Asset A&D

Tamarack Valley Energy Acquires Clearwater Oil Properties in Alberta

By Mahati K L
December 15, 2020
2 minutes read
Maple Leaf

TSX-listed Tamarack Valley Energy Ltd. has announced two strategic acquisitions with privately-held Woodcote Oil Corp. and Calgary-based Highwood Oil Company Ltd. to acquire certain Clearwater oil play assets in in Alberta, for a combined consideration of C$90 million (~US$70.5 million).

Under the terms of the agreements, Tamarack will acquire 100% of Woodcote in a corporate transaction valued at C$49.2 million. Woodcote holds a 50% operated interest in certain Clearwater assets located in the Greater Nipisi area of Alberta.
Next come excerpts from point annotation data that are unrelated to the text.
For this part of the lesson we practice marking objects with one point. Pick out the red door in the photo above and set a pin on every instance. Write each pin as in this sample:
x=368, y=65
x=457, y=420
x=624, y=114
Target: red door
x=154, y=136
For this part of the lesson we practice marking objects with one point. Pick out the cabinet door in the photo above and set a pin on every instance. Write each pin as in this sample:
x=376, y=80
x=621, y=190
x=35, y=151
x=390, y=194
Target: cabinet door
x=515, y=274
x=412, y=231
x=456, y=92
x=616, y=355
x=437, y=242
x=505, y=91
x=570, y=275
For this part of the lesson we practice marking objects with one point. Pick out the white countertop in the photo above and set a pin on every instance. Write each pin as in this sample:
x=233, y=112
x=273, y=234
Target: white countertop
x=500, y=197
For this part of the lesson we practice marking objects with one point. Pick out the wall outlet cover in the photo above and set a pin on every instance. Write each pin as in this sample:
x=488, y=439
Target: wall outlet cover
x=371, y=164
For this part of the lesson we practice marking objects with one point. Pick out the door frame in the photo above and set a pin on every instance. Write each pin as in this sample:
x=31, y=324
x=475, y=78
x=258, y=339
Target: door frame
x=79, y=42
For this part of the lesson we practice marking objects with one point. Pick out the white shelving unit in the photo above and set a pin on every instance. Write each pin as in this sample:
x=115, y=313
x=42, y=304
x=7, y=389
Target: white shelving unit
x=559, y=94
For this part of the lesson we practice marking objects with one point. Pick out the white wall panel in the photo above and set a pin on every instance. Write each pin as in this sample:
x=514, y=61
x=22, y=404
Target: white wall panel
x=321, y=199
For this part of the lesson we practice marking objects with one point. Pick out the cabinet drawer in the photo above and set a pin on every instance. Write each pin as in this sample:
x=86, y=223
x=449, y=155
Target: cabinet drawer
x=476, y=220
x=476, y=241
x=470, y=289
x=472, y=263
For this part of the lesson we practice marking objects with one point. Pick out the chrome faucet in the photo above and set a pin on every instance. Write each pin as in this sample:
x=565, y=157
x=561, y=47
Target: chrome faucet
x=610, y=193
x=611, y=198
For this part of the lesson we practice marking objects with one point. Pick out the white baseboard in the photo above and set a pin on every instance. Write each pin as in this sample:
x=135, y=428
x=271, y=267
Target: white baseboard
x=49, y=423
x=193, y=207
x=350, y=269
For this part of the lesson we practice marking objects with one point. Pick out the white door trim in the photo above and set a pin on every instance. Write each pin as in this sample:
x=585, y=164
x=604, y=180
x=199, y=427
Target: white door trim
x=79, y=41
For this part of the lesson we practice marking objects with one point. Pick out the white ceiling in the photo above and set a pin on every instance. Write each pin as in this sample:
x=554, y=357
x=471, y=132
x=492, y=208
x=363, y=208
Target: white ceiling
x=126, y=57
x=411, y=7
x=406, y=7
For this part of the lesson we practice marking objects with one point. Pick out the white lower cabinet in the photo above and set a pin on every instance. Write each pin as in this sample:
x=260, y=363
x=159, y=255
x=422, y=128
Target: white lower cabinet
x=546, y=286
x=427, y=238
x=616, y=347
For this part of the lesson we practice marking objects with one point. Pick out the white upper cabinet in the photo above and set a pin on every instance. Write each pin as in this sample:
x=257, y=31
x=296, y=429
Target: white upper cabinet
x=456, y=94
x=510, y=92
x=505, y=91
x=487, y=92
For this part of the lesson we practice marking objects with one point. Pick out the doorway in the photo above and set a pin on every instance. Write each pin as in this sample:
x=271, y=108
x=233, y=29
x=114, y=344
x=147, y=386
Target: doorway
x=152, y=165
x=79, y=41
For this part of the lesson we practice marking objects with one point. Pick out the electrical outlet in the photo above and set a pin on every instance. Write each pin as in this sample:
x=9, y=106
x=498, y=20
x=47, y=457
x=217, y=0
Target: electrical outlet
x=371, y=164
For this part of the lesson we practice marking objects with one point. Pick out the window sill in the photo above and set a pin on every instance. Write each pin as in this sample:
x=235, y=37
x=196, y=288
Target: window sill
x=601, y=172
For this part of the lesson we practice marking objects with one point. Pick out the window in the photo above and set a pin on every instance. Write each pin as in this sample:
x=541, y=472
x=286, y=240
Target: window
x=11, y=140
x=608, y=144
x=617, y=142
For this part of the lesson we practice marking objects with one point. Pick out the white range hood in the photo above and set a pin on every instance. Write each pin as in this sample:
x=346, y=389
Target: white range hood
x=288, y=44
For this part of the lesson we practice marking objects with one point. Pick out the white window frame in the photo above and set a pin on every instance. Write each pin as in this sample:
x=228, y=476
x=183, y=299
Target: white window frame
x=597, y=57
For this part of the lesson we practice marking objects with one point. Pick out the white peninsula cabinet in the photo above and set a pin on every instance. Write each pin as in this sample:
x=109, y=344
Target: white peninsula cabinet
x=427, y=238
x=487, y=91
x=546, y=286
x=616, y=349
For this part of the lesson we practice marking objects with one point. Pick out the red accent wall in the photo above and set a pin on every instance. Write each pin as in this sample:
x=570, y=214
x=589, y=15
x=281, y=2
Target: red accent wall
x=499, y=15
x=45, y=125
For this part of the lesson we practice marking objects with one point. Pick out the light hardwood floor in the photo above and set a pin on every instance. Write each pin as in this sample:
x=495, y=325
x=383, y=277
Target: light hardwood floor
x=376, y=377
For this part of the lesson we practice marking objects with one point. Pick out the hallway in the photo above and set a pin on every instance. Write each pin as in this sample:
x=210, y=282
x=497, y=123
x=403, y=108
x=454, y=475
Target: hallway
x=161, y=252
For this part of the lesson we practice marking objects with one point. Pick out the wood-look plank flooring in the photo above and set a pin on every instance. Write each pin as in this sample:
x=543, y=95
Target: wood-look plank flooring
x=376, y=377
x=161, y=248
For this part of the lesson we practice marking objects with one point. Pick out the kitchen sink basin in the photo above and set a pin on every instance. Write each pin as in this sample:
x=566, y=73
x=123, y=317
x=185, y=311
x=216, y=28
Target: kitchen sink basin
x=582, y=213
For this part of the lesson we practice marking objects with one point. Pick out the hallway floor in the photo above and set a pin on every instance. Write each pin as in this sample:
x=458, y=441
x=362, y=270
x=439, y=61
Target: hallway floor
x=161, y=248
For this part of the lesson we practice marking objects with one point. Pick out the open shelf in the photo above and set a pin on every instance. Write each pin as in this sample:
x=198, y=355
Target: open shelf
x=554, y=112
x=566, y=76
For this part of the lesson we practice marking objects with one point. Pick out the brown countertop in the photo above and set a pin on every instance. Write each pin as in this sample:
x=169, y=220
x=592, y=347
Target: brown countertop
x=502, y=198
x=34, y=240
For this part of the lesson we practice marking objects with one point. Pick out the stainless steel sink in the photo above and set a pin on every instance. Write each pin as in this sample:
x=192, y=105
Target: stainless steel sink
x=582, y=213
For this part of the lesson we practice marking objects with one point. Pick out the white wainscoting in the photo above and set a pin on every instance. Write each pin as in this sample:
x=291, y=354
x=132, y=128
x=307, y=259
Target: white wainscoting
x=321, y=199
Pursuant to the agreement with Highwood Oil, Tamarack will acquire Highwood’s 50% working interest in the Greater Nipisi area assets, plus a 50-100% working interest in certain Jarvie area assets in Alberta, for a total purchase consideration of C$40.8 million. Upon closing, Tamarack will control and operate 100% of the Greater Nipisi area assets.

Concurrently, Tamarack has also entered into an agreement with royalty and energy infrastructure company Topaz Energy Corp. to sell a 2% gross overriding royalty (GORR) on a select portion of the acquired assets for C$16 million.

The assets acquired by Tamarack include ~107,000 net acres of Clearwater rights, containing over 400 net future drilling locations identified by management, including over 300 locations in the Greater Nipisi area. Planned development on the area is expected to increase production from the assets to 4,500 to 5,500 bbl/d in Q4-2021, through capital investments of approximately C$55 million. As of December 31st, 2019, total proven plus probable (2P) reserves attributable to the assets were 6.5 million barrels of oil equivalent (MMboe), with current oil production of approximately 2,000 barrels per day (bbls/d).

“The assets are complementary to Tamarack’s strengths in execution and recovery improvement. The assets also complement our expanding waterflood production in Veteran and boost the Company’s free adjusted funds flow over the next several years,” said Brian Schmidt, President & CEO of Tamarack.

The acquisitions are subject to the receipt of regulatory and other approvals, and the satisfaction or waiver of customary closing conditions, and are expected to close by December 21st, 2020.

Peters & Co. and National Bank Financial are acting as advisors to Tamarack with respect to the two acquisitions and the GORR disposition.